The most comprehensive survey to date of the coral bleaching phenomenon and its effect on the future of the world's coral reefs has been published in a book edited by two senior AIMS scientists. Dr Madeleine van Oppen and Dr Janice Lough have brought together years of research and broad current thinking into their new book Coral Bleaching: Patterns, Processes, Causes and Consequences , published by Springer.
This book fills a niche by bringing together available scientific information on coral bleaching at different space and time scales from the deep geological record through to future projections.
Mass coral bleaching is caused by higher sea surface temperatures disrupting the symbiotic relationship between the coral animal and the single-celled photosynthetic algae called zooxanthellae that live in the coral's tissues.

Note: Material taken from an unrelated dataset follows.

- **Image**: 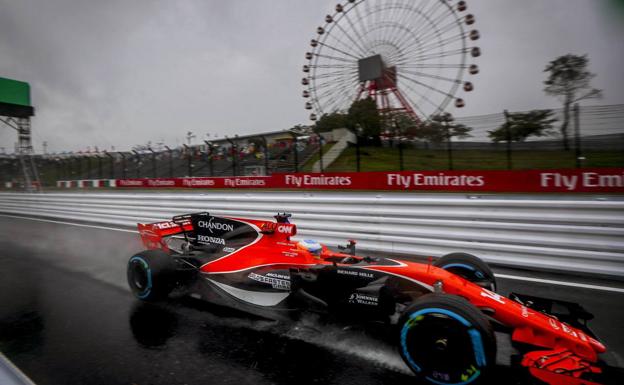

These algae give the coral its colours and supply it with food. When the seas warm, the zooxanthellae are lost and the coral appears white, possibly leading to death.
Bleaching on a small scale is not new, since it can be caused by a variety of localised stresses. What is new is the large-scale, whole-reef bleaching seen episodically since 1998 that has been caused by recent warming of the oceans.
A significant amount of marine science research has been devoted to this phenomenon in the past decade around the world, including at AIMS.
By focusing on the many facets of the coral bleaching phenomenon, the most immediate consequence of a changing climate for coral reefs, the new book builds upon recent research that highlights the vulnerability of coral reefs in a changing climate and provides a complete guide to current thinking on coral bleaching.